Lors du précédent conflit de 2023-2024, des pièces d'or, des amphores plurimillénaires et des sarcophages de grande valeur avaient ainsi été transférés à Beyrouth - où ils se trouvent encore.

Les environs immédiats de Tyr avaient déjà été touchés. Et la citadelle de Chamaa, une forteresse médiévale de la zone frontalière, a été à moitié détruite par l'armée israélienne.

Le directeur des fouilles ne se fait pas beaucoup d'illusion.

"Les Israéliens savent tout, même la pointure de vos chaussures (...) Ils savaient très bien où se trouvait le site", assure M. Saqlaoui. "Nous avons vécu au moins six guerres avec Israël (...) ça ne les a pas empêché d'attaquer des sites archéologiques". 

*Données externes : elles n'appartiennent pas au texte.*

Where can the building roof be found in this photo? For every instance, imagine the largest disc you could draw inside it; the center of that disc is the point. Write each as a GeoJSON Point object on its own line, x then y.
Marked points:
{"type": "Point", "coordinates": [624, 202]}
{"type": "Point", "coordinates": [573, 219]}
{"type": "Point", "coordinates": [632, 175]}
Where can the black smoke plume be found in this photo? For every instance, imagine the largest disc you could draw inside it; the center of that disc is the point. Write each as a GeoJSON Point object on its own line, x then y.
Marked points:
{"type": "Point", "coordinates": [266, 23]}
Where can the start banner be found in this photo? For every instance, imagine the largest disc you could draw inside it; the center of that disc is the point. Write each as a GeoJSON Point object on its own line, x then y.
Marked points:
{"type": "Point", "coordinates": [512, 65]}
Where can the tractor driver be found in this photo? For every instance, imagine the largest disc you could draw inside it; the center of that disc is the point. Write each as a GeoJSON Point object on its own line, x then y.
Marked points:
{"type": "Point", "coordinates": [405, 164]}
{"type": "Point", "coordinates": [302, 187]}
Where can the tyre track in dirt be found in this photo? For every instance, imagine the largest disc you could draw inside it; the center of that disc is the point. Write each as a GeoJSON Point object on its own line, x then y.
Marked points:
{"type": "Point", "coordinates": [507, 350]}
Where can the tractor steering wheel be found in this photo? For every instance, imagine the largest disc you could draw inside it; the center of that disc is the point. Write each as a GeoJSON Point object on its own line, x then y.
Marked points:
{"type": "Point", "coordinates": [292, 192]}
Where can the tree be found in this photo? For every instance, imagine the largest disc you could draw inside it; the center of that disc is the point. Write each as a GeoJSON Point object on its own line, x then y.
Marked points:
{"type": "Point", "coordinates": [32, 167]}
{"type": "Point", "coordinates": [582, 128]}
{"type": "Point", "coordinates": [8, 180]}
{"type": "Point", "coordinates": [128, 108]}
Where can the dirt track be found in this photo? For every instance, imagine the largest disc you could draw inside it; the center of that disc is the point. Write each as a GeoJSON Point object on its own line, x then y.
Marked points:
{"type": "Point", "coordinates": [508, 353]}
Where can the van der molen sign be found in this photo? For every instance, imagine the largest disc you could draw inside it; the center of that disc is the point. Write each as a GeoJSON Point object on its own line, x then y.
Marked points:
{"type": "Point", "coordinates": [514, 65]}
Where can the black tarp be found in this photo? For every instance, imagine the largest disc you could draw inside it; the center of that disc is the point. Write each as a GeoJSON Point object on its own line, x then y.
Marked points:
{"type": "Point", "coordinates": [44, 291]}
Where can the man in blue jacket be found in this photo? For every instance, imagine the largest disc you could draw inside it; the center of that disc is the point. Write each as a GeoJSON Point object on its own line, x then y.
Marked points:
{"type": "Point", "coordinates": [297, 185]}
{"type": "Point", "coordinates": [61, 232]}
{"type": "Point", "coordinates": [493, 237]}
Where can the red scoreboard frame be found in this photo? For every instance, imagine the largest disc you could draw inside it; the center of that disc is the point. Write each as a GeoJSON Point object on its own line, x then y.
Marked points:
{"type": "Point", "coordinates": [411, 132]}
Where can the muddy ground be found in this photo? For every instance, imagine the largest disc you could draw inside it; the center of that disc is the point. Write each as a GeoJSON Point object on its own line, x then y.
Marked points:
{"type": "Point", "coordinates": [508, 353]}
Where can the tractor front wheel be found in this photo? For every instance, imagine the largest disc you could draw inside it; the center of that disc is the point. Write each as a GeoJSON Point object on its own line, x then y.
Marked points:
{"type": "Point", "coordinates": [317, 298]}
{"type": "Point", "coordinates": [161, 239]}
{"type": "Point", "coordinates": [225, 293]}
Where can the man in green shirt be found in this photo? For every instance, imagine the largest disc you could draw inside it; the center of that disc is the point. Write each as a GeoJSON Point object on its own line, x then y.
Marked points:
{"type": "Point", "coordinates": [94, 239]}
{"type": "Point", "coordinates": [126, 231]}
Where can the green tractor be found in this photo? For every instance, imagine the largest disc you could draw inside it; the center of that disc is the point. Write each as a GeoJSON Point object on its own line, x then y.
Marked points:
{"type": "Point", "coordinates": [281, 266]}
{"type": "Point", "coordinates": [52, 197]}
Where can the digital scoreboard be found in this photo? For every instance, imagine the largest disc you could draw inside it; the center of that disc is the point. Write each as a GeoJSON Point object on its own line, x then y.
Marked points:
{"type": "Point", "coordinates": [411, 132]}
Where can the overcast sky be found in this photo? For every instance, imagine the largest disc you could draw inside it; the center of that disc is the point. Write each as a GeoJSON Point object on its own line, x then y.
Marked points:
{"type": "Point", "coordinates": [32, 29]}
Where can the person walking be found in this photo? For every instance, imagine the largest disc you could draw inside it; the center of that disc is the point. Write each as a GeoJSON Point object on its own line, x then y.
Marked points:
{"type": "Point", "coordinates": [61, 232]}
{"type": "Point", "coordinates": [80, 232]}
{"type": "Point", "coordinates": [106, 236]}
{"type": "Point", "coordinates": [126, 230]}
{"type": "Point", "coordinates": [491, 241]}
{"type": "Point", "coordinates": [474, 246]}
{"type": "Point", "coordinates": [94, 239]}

Mustafa Najdi, employé comme gardien, était présent à Al-Bass le jour du bombardement: "j'ai entendu un choc très violent et j'ai pris la fuite avant de prévenir les responsables", dit-il.

"Personne ne s'intéresse à nous", dénonce le trentenaire à la barbe épaisse, appelant "tous ceux qui le peuvent à faire pression pour mettre fin à cette barbarie".

"Cette civilisation représente l'histoire et elle nous représente tous, Libanais comme non Libanais".